A critical component of this target trial emulation framework is specifying the eligibility criteria for inclusion in the study. Electronic health record databases serve as a useful data source for observational analyses. However, as EHR are collected for billing purposes rather than any particular clinical question, useful information for statistical analyses may be unavailable. In particular, when using EHR databases to emulate target trials, it is frequently the case that subjects' eligibility status can not be ascertained due to missing data in the covariates that comprise the inclusion criteria for the study. Nearly every observational analysis under the target trial emulation framework excludes all subjects with missing eligibility data, yet this could plausibly introduce selection bias, particularly when a sequence of emulated trials are pooled to increase power.

In this work, I will outline ongoing work on building infrastructure for several simulation studies to better understand settings where excluding subjects with missing eligibility data is problematic, and potential solutions. These simulation studies are motivated by the study of long term effects of Bariatric surgery, and simulation settings are informed by prior analyses conducted on EHR-based studies on the DURABLE cohort at Kaiser Permanente.

Raphael Kim
Doctoral Student, Department of Biostatistics, Harvard University

"Cost constrained optimal treatment regimes under bipartite network interference"

ABSTRACT: Adverse health effects of coal-fired power plant emissions are often studied under bipartite network interference (BNI) settings, in which the treated units are different from the units that outcomes are observed on and treatment units can affect multiple outcome units. There is growing literature on causal effect estimation under BNI, but to our knowledge, none have considered the problem of optimal treatment regimes under BNI. We introduce a Q Learning and A Learning approach for determining cost-constrained treatment under arbitrary BNI, and derive the asymptotic properties of our proposed estimators. We demonstrate the efficacy of our methods in a simulation study.

Phillip Nicol
Doctoral Student, Department of Biostatistics, Harvard University

"Model-based dimension reduction for spatial transcriptomics data"

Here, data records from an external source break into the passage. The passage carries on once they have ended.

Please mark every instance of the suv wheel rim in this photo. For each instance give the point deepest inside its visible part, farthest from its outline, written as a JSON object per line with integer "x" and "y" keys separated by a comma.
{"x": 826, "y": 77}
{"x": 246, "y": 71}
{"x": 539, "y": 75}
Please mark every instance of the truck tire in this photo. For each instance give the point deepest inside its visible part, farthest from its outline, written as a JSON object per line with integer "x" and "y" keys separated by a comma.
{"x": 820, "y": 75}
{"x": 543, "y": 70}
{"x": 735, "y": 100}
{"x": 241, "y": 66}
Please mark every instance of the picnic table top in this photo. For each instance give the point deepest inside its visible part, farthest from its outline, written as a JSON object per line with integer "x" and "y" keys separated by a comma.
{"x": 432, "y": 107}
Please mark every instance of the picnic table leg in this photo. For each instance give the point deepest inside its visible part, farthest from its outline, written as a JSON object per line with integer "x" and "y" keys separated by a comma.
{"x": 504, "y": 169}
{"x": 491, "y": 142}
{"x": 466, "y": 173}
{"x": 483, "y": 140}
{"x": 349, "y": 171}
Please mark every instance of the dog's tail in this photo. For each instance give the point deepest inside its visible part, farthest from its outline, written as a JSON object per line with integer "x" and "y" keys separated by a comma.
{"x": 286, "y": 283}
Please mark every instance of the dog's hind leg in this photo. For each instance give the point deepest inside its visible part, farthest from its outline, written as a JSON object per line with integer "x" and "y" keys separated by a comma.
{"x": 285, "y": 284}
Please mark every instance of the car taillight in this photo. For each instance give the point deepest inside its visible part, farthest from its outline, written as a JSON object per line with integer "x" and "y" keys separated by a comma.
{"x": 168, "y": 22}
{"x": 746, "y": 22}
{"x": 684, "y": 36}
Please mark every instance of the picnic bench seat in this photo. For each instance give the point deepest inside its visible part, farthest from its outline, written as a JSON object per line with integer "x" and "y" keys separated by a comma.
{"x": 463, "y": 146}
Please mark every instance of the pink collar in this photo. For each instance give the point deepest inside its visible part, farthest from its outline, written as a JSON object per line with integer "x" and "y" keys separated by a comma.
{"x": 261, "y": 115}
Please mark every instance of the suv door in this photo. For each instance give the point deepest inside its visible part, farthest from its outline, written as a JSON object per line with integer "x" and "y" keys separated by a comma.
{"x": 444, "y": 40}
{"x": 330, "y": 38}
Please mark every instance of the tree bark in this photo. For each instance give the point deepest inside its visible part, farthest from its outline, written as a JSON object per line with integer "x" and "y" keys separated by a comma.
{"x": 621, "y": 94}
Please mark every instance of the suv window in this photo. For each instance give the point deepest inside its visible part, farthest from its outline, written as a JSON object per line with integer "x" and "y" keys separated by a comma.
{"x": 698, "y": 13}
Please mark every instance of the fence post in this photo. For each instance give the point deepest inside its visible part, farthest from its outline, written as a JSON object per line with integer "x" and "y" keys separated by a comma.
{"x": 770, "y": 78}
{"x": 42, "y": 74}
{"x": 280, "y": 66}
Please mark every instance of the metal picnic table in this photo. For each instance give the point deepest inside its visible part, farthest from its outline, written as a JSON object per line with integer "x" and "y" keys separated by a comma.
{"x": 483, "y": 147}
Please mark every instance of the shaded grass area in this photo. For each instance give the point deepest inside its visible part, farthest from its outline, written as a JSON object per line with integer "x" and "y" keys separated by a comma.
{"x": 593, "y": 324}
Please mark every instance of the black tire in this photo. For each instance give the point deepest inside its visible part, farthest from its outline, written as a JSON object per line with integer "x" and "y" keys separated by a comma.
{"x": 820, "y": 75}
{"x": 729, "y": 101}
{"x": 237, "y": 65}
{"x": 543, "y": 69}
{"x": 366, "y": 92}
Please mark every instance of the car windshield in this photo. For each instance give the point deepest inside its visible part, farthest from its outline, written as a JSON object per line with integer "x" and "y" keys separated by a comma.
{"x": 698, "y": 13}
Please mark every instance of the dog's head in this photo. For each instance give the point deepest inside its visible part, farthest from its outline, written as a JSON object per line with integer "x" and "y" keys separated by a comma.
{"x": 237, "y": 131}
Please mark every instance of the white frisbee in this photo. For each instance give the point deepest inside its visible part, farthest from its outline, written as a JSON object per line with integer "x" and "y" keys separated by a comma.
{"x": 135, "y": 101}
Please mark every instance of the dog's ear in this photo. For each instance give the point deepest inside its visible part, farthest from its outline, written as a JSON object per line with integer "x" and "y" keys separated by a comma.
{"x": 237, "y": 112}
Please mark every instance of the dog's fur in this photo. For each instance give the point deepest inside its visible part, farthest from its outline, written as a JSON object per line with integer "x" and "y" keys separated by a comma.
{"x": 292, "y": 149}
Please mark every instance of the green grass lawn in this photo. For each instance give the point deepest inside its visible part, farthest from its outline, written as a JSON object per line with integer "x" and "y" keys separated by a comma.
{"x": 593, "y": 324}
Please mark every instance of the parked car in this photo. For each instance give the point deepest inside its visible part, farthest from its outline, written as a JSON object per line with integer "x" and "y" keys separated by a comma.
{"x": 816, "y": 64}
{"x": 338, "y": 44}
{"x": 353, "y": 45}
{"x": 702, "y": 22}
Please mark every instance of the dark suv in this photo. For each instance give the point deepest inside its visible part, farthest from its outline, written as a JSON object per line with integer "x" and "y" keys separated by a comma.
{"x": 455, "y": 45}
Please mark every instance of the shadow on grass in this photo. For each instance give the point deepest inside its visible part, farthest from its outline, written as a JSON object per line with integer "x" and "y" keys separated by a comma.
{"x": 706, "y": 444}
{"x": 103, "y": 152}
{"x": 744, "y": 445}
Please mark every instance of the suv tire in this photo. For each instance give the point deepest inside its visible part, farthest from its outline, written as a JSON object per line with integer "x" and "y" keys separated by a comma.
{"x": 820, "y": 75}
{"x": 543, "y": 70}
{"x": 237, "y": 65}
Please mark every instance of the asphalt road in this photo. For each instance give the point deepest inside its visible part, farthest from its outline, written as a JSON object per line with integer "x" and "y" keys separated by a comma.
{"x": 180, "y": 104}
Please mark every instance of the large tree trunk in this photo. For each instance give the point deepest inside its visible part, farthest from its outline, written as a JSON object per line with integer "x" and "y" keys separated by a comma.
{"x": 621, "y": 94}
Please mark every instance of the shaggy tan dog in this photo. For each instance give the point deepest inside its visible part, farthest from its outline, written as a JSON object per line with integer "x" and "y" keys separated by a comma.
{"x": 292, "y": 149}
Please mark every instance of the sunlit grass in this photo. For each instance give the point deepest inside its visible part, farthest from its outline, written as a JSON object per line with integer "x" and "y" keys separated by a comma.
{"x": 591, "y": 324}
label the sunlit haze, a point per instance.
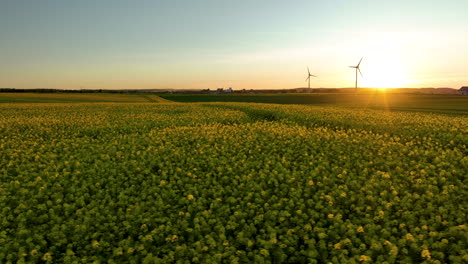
(186, 44)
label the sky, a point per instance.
(243, 44)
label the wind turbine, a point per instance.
(308, 76)
(357, 69)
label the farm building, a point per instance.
(463, 90)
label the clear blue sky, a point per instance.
(223, 43)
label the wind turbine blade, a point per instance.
(360, 62)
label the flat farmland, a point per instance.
(142, 179)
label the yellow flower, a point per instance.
(364, 258)
(409, 237)
(47, 257)
(426, 254)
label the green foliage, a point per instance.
(230, 182)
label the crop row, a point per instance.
(242, 183)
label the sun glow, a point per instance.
(383, 76)
(383, 65)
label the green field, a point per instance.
(110, 178)
(453, 104)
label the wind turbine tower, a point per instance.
(357, 69)
(308, 76)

ABSTRACT: Recently developed technologies can measure gene expression at single cell resolution while simultaneously preserving the spatial location of samples. Standard dimension reduction techniques such as principal component analysis (PCA) can be applied to find a small set of genes that contribute biologically relevant variation. However, standard approaches do not model the count nature of the data which can lead to spurious results. Moreover, the resulting PCA factors may not be spatially coherent in the sense that nearby cells could have very different factor scores. In this talk I will discuss preliminary work on adding spatial penalties to a Poisson-based model for dimension reduction of single-cell gene expression data (scGBM). We will demonstrate the ability of our method to produce spatially coherent factors on both real and simulated data.

Mónica Robles Fontán
Doctoral Student, Department of Biostatistics, Harvard University

"Time-varying effectiveness of the COVID-19 Bivalent Vaccine"

ABSTRACT: SARS-CoV-2 has now become a constant in our daily lives. To mitigate the severe outcomes of infection, the scientific community updates vaccines targeting both ancestral and newer, more prevalent strains. On October 12, 2022, the FDA approved the administration of a bivalent COVID-19 vaccine targeting Omicron strain infections. We intend to evaluate the bivalent vaccine's effectiveness by analyzing cases, hospitalizations, and deaths accumulated in Puerto Rico. In particular, we will compare improvements in effectiveness with respect to different groups: the unvaccinated, those who received the primary series, and those who received the primary series followed by a booster shot. Preliminary results suggest that bivalent vaccine effectiveness significantly declines within 6 months after administration, consistent with the decline in vaccine effectiveness associated with the primary series.